We also played a new game one of my sons introduced to us. It is called Coup Rebellion G54 and it is basically about killing each other through lying. Each player has two lives and can collect tokens from the Treasury to spend to target and eliminate the other players. To make it more exciting, each player has two cards (which symbolize their lives) that allow them to impersonate the characters described in the cards as well as carrying out special skills. For example, if you have a banker card you can take three tokens from the Treasury instead of one each turn, and as the other players can’t see your cards, you can pretend to have a banker card. If nobody challenges you, you get away with it but if you haven’t the banker card and one of the other players doesn’t believe it and challenges your action, you have to show the card. If you haven’t got the card you claimed you lose a life and that card, but if you have it, the other player loses a life and you exchange your card with another one from the deck.
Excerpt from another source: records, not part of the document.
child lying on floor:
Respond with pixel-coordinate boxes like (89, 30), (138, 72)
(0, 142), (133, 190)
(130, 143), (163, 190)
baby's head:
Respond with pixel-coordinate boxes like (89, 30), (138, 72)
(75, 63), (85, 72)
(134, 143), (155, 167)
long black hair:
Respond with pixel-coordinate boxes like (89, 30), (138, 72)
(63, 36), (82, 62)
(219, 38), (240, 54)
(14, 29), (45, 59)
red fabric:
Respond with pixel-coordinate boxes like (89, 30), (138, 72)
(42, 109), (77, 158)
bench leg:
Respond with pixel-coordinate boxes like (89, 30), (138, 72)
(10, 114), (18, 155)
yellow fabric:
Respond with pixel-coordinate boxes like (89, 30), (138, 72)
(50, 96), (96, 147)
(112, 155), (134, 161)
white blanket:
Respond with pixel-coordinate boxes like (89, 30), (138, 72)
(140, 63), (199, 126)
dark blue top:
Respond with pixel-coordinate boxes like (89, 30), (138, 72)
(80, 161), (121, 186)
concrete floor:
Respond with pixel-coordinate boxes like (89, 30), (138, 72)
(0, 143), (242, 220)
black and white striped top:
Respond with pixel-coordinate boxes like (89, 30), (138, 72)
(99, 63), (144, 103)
I played a game with my three children on Boxing Day and the first thing they told me was: ‘you have to lie, mum, if you want to win’. I found the characters of the cards intriguing, ironic and astonishingly lifelike in some cases. Here are some examples:
Guerrilla: can kill with only 4 tokens (instead of 7);
Priest: can collect 1 token from each player at each turn, except from the players who claim to have a priest card;
Judge: gives three tokens to target and the target player loses a life;
Intellectual: when a player loses a life they can claim the Intellectual card, they put the card aside face down and take 5 tokens, but loses the life all the same;
Communist: can take three tokens from the player with the most coins and give them to the player with the fewest coins;
General: pays 5 tokens to the Treasury and all the other players become targets and lose a life.
I think the list could be improved by adding, for example, the teacher, the headmaster, the conjuror, the estate agent etc. The player who survives this massacre wins, of course. I must say it was excruciating to choose which of my children to kill first, then I got involved in the game and it became easy. Finally, I managed to win twice without lying or pretending to be a character I didn’t have, which was something.
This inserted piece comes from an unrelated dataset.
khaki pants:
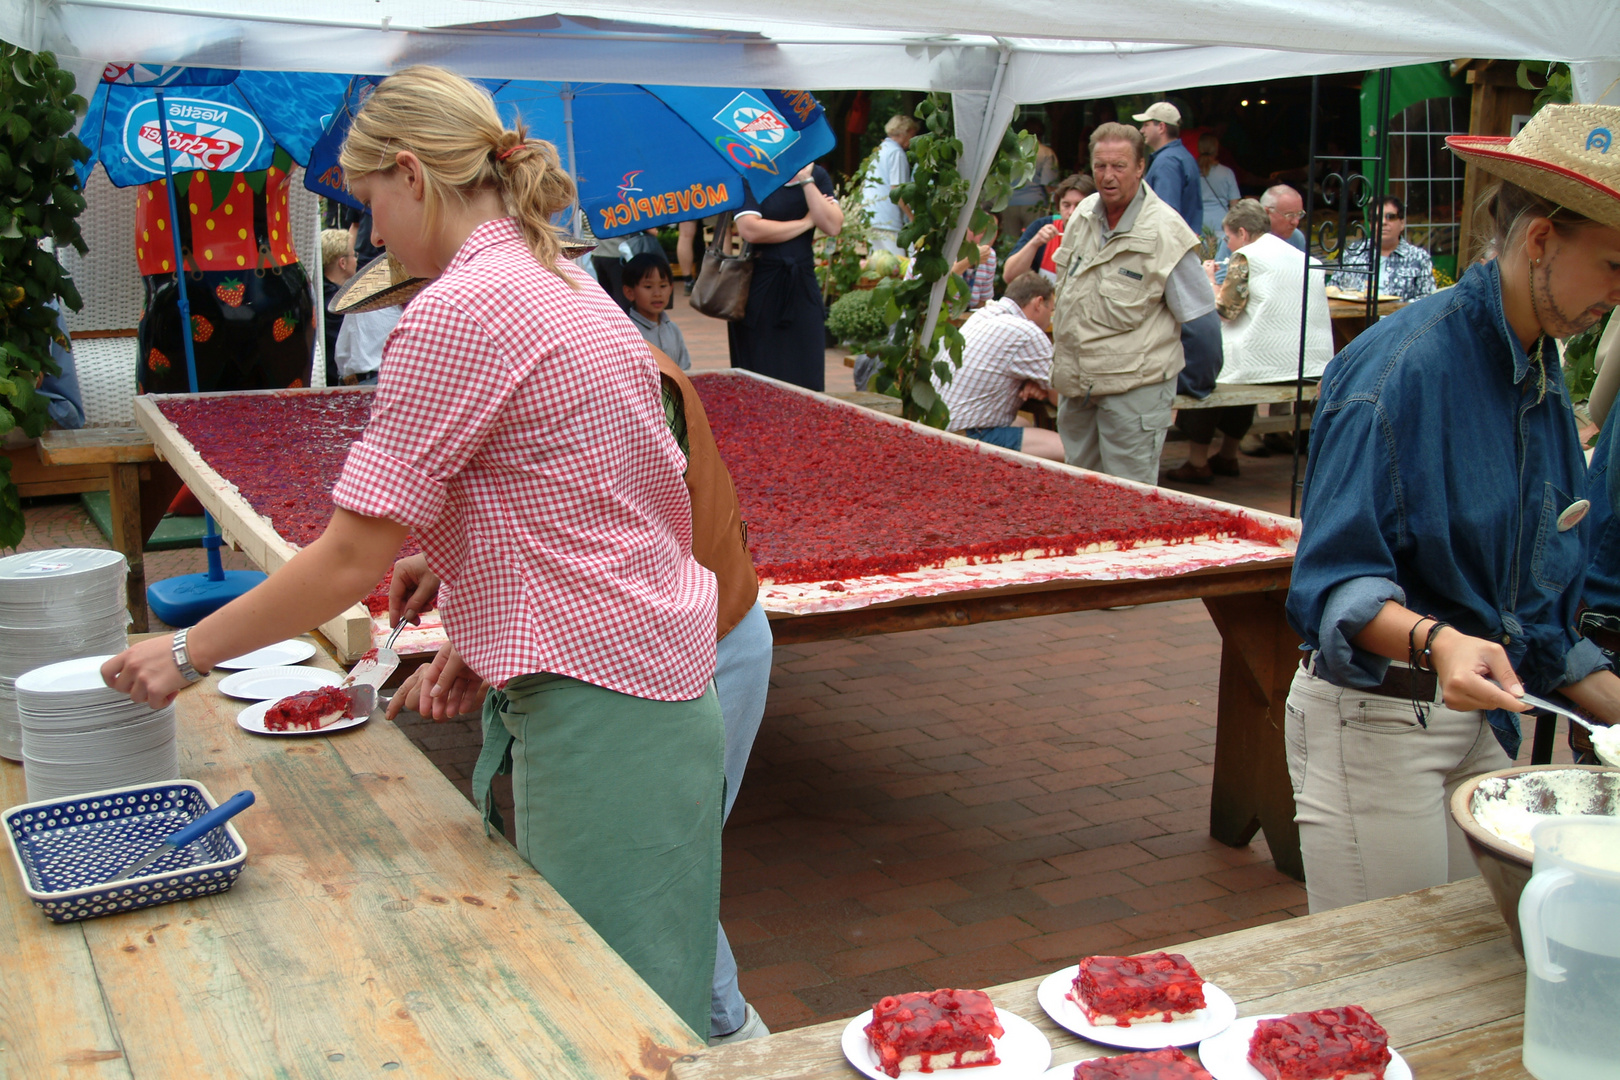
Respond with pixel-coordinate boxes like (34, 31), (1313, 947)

I received mainly books for Christmas, poetry collections and Margaret Atwood’s work, which I greatly appreciated, along with some beautiful earrings from my husband and handmade natural soap from friends.
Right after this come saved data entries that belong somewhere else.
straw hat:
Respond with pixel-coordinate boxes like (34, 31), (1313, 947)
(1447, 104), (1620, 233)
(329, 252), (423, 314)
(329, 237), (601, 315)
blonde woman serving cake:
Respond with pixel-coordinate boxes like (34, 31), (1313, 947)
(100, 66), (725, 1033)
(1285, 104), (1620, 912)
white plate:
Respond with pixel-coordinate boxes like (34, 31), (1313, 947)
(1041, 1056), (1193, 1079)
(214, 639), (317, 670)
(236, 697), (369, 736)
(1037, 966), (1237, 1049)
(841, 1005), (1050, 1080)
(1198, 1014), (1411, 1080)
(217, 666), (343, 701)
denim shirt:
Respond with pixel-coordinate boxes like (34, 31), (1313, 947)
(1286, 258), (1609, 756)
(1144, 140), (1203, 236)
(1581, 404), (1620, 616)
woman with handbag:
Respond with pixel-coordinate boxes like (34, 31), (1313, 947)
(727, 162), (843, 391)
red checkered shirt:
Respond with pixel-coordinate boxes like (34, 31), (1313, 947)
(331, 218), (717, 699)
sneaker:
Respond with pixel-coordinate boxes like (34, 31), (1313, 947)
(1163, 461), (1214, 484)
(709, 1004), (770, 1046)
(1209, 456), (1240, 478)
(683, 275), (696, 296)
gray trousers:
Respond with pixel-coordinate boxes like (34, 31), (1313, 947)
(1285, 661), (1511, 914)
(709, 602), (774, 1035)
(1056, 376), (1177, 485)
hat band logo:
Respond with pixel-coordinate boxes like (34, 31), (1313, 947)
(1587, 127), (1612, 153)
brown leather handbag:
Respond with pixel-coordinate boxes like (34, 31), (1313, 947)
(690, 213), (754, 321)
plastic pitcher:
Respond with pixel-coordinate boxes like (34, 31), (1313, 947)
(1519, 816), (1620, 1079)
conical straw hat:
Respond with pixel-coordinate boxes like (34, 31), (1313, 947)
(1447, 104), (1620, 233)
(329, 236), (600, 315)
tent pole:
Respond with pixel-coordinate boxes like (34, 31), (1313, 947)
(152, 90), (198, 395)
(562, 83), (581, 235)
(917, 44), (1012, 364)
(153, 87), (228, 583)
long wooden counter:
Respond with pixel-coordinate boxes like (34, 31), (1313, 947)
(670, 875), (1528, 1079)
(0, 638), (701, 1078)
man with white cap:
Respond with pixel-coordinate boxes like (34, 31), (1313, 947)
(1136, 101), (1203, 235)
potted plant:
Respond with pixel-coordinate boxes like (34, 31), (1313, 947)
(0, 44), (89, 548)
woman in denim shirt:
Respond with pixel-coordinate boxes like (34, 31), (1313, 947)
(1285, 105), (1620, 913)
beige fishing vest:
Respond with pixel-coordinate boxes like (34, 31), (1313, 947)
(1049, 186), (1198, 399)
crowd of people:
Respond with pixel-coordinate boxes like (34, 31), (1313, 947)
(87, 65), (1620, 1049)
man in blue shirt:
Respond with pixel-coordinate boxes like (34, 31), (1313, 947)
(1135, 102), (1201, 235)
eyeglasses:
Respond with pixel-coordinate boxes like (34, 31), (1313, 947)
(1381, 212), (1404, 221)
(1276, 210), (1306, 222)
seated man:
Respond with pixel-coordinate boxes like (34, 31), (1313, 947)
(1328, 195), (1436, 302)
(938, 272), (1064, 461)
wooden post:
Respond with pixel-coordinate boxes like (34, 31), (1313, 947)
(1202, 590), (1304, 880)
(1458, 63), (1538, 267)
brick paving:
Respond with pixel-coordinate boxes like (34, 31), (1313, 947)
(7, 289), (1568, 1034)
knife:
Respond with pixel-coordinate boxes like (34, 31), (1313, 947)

Another must-do I never miss when I am in Italy is shopping, and, as usual, I bought a good supply of clothes, shoes and earrings. My daughter instead concentrated on bags and satchels but couldn’t find what she liked, I suggested her to visit M&M leather workshop in London once back in England. I also looked for some bomboniere for my son’s wedding. This is an all Italian tradition, a little present to give to the guests for important celebrations, like Christenings, First Holy Communions,
My mum was particularly busy finding objects to renew her house. This is her main focus at the moment: making her home comfortable, redecorating or renewing part of it to fit her needs and making her feel at ease. The house is too big for her now and full of good and bad memories, she needs to do a sort of spring cleaning, let some fresh air in metaphorically speaking, and mainly reshape the two rooms she lives in most. I tried to help her move some furniture, assisting her in choosing new upholstery, arranging photos in frames and buying new things she could put in places she had emptied (throwing away what she didn’t like). We made a good start but there’s still lots to do.